Skip to contents

This function imports data from either a CSV or Excel file, detects the file encoding, and converts character columns to UTF-8. It supports different delimiters for CSV files and allows specifying a sheet for Excel files. Additionally, the function can handle header detection and custom separators for CSV files.

Usage

auto_import_utf8(
  file_path,
  file_type = c("csv", "xlsx"),
  sheet = NULL,
  header = TRUE,
  sep = ","
)

Arguments

file_path

A string specifying the path to the file to import.

file_type

A string specifying the file type. Options are "csv" or "xlsx". Default is "csv".

sheet

A string or integer specifying the sheet to read from an Excel file. Ignored if file_type is "csv". Default is NULL, which means the first sheet is read.

header

A logical value indicating whether the first row contains column names. Default is TRUE.

sep

A string specifying the separator used to separate columns in a CSV file. Ignored if file_type is "xlsx". Default is ",".

Value

A data frame with all character columns converted to UTF-8 encoding.

Details

  • For CSV files, the function automatically detects the file's encoding using the stringi::stri_enc_detect() function and reads the data with data.table::fread().

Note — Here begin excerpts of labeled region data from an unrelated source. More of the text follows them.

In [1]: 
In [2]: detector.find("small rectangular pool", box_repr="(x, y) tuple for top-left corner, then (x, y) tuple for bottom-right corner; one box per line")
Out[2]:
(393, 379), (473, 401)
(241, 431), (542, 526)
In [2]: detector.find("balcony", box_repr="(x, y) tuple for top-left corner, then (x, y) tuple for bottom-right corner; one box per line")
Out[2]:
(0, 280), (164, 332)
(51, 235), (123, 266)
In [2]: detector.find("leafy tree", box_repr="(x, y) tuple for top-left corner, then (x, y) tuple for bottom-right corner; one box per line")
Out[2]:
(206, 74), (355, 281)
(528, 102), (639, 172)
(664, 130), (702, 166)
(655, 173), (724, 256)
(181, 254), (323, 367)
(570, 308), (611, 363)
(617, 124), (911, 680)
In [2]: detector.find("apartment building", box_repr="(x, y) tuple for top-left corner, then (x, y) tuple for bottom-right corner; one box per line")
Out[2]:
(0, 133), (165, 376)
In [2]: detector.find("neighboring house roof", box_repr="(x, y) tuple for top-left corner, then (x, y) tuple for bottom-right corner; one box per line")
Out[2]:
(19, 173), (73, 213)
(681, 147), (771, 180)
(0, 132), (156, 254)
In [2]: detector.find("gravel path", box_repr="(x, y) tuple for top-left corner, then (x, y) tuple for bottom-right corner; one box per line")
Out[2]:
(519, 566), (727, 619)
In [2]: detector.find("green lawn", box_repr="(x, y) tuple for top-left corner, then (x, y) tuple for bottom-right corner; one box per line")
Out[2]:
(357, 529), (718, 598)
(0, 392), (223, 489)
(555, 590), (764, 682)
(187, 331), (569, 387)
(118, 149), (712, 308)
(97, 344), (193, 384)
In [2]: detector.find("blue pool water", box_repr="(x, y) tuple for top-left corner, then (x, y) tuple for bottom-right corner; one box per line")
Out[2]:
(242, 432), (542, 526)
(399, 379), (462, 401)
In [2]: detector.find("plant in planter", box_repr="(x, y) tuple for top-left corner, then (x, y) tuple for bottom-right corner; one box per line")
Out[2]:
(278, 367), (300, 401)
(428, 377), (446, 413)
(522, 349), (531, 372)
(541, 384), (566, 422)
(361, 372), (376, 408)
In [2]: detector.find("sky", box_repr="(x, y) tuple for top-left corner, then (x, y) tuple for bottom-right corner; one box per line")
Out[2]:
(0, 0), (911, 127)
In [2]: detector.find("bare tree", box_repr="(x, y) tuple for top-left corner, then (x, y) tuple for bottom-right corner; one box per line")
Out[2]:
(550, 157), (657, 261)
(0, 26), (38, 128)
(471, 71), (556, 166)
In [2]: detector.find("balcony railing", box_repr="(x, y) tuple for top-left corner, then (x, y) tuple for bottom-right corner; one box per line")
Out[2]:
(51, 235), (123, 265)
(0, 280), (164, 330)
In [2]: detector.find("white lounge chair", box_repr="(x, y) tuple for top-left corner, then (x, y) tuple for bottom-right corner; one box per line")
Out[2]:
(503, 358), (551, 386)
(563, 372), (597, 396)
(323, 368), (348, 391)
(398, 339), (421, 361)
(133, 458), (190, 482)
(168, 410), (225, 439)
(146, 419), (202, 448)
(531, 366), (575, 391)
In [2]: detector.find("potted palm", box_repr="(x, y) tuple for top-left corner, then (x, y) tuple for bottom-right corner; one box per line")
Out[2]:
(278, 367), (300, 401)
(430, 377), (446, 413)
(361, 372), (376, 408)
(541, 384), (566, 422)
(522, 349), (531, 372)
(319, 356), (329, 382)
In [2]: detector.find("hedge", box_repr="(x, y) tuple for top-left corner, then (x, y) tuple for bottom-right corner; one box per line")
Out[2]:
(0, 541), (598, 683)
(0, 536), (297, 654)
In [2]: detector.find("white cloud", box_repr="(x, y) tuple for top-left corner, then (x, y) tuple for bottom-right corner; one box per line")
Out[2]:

  • For Excel files, the function uses readxl::read_excel() to read the data.

  • After importing, all character columns are explicitly converted to UTF-8 encoding to ensure consistency.

  • You can specify whether the first row contains column names (header) and adjust the separator (sep) for CSV files.

  • The sheet parameter allows you to specify which sheet to read when importing Excel files.

Examples

if (FALSE) { # \dontrun{
# Import a CSV file with UTF-8 encoding and custom separator
df_csv <- auto_import_utf8("data/file.csv", file_type = "csv", header = TRUE, sep = ";")

# Import an Excel file, reading from the first sheet by default
df_xlsx <- auto_import_utf8("data/file.xlsx", file_type = "xlsx")

# Import an Excel file, specifying a sheet and no header
df_xlsx_sheet <- auto_import_utf8("data/file.xlsx", file_type = "xlsx", sheet = "Sheet2", header = FALSE)
} # }